Wissam M. Chatila, MD, FCCP; Satoshi Furukawa, MD;

P. Gaughan, PhD and Gerard J. Criner, MD, FCCP

* From the Division of Pulmonary and Critical Care

Medicine, (Drs. Chatila and Criner), Department of

Medicine; Cardiothoracic Division (Dr. Furukawa),

Department of Surgery; and Department of Biostatistics

(Dr. Gaughan), Temple University School of Medicine,

Philadelphia, PA.

Correspondence to: Wissam Chatila, MD, FCCP, Assistant

Professor of Medicine, Division of Pulmonary and

Critical Care Medicine, 763 PP, Temple University

School of Medicine, 3401 N Broad St, Philadelphia, PA

19140; e-mail: chatilw@...

Study objectives: To characterize patients who

acquired postoperative respiratory failure after lung

transplantation (LT), and to identify risks associated

with postoperative respiratory failure and poor

surgical outcome.

Study design: Retrospective clinical analysis in a

tertiary care transplantation center.

Methods: We reviewed the records of 80 consecutive

patients who underwent LT from April 1994 to May 1999,

analyzing their records for a number of preoperative

and perioperative variables and complications.

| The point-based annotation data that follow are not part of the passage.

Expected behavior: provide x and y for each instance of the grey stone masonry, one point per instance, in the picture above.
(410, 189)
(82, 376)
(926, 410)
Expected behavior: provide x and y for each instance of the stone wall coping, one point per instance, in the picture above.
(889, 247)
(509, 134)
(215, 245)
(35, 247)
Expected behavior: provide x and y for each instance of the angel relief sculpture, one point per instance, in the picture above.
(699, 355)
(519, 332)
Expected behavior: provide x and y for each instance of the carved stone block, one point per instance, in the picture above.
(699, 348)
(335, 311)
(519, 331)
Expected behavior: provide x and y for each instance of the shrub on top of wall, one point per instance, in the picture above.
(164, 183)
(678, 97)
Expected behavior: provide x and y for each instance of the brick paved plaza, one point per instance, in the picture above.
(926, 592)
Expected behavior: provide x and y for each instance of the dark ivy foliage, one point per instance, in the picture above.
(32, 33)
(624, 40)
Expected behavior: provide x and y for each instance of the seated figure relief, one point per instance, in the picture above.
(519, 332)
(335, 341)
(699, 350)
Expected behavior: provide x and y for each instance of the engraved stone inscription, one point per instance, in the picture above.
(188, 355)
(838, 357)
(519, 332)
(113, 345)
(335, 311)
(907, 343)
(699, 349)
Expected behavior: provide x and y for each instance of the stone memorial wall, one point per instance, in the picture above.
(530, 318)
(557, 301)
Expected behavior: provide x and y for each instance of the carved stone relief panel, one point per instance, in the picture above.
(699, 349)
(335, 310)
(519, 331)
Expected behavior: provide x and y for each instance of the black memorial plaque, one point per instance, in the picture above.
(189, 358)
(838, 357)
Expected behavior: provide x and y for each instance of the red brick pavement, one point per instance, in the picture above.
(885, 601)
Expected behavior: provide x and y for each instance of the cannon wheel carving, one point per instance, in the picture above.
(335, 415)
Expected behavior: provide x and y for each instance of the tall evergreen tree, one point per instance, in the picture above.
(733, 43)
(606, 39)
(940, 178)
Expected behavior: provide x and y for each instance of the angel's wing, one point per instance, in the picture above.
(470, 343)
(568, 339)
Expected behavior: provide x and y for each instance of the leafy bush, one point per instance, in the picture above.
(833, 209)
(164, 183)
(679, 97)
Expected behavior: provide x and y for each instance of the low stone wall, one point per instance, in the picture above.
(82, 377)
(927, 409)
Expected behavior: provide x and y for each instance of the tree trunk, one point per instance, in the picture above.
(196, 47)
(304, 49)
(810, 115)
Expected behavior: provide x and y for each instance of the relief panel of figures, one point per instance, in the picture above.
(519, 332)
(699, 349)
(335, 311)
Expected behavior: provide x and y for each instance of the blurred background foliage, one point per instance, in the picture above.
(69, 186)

Results: Forty-four patients (55%) acquired

postoperative respiratory failure and had a mortality

rate of 45%. No difference was noted between patients

with respiratory failure and those without in terms of

age (mean ± SD, 56 ± 9 years vs 53 ± 11 years),

gender, baseline pretransplant arterial blood gas

analysis (PaCO2, 46 ± 9 mm Hg vs 44 ± 10 mm Hg), and

cardiopulmonary exercise testing (maximum oxygen

uptake, 0.76 ± 0.44 L/min/m2 vs 0.82 ± 0.20 L/min/m2).

Ischemic reperfusion lung injury (IRLI) [55%] and

perioperative cardiovascular/hemorrhagic events (36%)

were the major contributors to the development of

respiratory failure. Preoperative pulmonary

hypertension, right ventricular (RV) dysfunction,

ischemic times, and need for bilateral LT and

cardiopulmonary bypass (CPB) were higher in patients

with respiratory failure (p < 0.05) compared to

recipients without respiratory failure. However, the

presence of preoperative moderate-to-severe RV

dysfunction was the only independent factor (odds

ratio, 21.9; 95% confidence interval, 1.6 to 309.0).

Conclusion: Respiratory failure after LT is common and

is associated with high morbidity and mortality.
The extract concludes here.